Moreover, sampled BCS showed a mild disability in the mental component which is consistent with a previous study suggesting that BCS’ mental well-being appears to be positively associated with long-term patient engagement in PA (37).

The PCS-12 was significantly and positively correlated with PA. Similar findings have been well reported (4,36)

Moreover, regarding individual dimensions a significant positive correlation was observed between ‘' General health’ and PA.

Indeed, a recent Brazilian study revealed a statistically significant negative correlation between fatigue scores and PA as well as QOL scores.

Thus, the most physically active BCS experienced the lowest level of fatigue symptoms (38).
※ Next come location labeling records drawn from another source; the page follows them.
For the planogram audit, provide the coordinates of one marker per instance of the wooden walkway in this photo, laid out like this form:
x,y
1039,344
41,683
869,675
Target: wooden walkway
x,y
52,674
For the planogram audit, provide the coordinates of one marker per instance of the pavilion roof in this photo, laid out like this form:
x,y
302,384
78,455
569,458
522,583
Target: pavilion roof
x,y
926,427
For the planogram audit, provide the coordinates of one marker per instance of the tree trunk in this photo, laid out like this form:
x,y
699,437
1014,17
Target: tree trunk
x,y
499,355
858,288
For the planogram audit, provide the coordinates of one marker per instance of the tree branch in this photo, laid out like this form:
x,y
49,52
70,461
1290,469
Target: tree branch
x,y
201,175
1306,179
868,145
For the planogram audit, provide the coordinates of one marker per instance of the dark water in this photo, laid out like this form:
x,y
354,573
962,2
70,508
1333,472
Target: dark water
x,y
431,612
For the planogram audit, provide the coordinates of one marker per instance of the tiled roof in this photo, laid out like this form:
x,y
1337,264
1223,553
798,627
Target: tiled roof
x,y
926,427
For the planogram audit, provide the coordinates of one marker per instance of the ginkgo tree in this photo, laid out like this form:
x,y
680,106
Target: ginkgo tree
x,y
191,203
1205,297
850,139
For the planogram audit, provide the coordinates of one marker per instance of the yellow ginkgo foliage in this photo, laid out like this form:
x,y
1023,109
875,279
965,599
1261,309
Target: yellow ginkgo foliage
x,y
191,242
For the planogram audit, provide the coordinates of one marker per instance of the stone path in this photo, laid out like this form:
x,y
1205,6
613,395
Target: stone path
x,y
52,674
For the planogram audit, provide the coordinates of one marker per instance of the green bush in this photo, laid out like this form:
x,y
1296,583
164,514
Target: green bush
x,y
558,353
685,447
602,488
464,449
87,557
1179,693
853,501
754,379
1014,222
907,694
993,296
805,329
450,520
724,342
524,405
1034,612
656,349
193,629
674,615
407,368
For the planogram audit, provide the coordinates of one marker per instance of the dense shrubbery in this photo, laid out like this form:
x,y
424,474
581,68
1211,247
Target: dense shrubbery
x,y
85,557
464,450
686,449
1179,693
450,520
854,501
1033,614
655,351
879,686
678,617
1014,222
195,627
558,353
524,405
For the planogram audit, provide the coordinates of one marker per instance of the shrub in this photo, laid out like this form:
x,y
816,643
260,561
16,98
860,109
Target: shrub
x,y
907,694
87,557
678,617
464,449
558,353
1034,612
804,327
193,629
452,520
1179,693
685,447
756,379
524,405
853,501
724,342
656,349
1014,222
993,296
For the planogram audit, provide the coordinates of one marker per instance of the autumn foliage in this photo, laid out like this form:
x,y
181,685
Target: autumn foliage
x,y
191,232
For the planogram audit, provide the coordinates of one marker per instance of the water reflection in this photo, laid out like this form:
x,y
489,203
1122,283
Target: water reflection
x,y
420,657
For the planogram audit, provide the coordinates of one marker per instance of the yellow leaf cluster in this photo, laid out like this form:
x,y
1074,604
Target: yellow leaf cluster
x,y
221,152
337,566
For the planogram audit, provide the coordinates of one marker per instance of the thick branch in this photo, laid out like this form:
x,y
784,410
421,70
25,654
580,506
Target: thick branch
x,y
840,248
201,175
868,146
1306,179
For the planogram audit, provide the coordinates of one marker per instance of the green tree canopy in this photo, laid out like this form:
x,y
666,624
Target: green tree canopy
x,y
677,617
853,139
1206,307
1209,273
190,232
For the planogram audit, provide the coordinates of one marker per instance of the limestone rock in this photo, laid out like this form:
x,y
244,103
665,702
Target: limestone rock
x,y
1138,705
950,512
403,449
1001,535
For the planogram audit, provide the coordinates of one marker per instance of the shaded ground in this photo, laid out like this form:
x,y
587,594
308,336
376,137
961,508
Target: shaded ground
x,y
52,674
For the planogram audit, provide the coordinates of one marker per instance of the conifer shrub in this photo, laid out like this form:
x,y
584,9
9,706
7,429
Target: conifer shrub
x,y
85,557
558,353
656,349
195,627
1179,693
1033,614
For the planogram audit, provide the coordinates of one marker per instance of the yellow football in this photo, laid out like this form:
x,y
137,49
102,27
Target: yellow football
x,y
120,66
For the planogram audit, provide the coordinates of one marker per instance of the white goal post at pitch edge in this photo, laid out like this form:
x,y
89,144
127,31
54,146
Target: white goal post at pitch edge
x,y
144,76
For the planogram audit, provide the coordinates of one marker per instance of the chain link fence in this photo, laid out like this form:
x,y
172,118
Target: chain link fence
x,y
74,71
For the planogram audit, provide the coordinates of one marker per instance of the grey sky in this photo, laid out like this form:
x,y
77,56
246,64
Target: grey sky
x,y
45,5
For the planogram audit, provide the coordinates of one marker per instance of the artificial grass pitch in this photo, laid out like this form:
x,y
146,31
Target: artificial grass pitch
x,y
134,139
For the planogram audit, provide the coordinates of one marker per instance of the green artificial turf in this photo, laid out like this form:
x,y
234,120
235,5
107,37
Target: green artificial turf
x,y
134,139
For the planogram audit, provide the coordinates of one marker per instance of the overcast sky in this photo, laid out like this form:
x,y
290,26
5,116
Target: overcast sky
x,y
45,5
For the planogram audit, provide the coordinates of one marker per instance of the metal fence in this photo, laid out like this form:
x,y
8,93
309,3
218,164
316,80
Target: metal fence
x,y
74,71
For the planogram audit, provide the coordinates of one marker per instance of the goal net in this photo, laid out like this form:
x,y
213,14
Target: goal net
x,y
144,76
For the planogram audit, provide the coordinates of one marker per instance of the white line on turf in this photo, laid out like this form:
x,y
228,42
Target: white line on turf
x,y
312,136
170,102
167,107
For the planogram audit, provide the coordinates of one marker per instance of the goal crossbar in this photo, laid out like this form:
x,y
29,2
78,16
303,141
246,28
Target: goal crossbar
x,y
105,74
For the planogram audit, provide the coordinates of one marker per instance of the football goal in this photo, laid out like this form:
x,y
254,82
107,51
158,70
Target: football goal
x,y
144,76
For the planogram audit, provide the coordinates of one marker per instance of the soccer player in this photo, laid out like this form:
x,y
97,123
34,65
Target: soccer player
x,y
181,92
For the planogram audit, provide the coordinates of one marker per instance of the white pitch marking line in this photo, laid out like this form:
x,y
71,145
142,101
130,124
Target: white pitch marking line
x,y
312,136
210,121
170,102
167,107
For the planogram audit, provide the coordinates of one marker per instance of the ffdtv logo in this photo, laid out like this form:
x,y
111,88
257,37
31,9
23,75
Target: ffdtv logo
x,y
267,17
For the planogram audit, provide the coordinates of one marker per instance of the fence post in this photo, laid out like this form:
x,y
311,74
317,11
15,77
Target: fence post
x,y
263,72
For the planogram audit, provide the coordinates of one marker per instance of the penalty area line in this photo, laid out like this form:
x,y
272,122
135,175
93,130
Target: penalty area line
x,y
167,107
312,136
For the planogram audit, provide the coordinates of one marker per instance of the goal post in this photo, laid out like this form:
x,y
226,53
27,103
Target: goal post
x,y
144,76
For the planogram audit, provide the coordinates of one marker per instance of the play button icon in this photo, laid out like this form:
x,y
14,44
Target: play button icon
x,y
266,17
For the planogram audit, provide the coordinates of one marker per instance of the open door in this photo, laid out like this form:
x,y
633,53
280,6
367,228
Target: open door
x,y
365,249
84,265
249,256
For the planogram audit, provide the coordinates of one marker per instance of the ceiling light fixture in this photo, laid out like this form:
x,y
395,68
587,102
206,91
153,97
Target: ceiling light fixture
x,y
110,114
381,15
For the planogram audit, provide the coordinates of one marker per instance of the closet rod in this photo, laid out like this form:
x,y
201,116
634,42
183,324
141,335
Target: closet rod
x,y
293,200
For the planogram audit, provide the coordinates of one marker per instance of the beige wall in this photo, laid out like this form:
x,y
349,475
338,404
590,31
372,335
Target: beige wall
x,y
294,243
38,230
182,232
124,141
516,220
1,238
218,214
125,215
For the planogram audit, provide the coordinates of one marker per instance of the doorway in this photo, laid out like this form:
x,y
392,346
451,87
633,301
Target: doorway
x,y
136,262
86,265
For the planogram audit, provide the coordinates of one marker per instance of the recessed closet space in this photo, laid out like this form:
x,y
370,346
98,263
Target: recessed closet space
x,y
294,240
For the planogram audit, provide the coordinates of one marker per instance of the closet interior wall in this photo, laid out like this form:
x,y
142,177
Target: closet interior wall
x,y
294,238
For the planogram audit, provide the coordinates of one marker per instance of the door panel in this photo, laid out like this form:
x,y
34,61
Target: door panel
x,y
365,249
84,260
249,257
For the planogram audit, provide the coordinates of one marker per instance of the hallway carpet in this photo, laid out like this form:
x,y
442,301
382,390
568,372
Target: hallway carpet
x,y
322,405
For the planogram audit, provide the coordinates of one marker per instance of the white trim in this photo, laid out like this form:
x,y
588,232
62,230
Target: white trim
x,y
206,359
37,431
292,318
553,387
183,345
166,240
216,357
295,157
A likely explanation is that regular PA has been shown to be protective of the arm and shoulders, reducing the incidence of lymphedema and functional discomfort.

Moreover, numerous randomized controlled trials have demonstrated that PA improves functional capacity, cardiorespiratory fitness and endurance during and after treatment as well as it attenuates treatment-related symptoms particularly fatigue (23).

This being the case, it allows BCS to be independent and thus have a satisfactory QOL.

In light of the results obtained, it seems crucial to implement new prevention strategies in order to improve BCS’QOL, including a national oncology supportive care strategy providing a "" supportive care basket " that encompasses both physical and psychological care for BCS, implementation of listening cells, education and coping skills programs particularly cognitive behavioral therapies as well as PA awareness among BCS to improve their engagement in regular PA and therefore improve their QOL.

Only a few Tunisian studies have focused on the analysis PA and its determinants in BCS as well as its association with their QOL.

Thus, our survey seems to be one of the first Tunisian studies to deal with this subject based on a rigorous methodology with reliable and valid tools.

However, the current study has some limitations that should be acknowledged.

Firstly, the cross-sectional nature of the data did not allow us to draw causal conclusions, but only simple associations, further longitudinal studies on this topic are desired in the future.

Second, the present survey was conducted in a single Tunisian region, which limits the representativeness of our findings.

In addition, data were self-reported which might be subject to social desirability bias.

Finally, it’s worth noting that we did not have a base line evaluation of PA and QOL before the cancer diagnosis or before therapy, it is possible that the observed results were independent to BC diagnosis.

conclusion

This survey pointed out multiple factors that may influence BCS ‘engagement in PA.

Regular PA was highlighted as having beneficial effects on BCS’QOL.

Therefore, there is a pressing need to evaluate BCS’PA in the medium and long term post treatment.

Moreover, in order to achieve the ‘' Healthy survivorship’ goal, further effective strategies and policies should be implemented.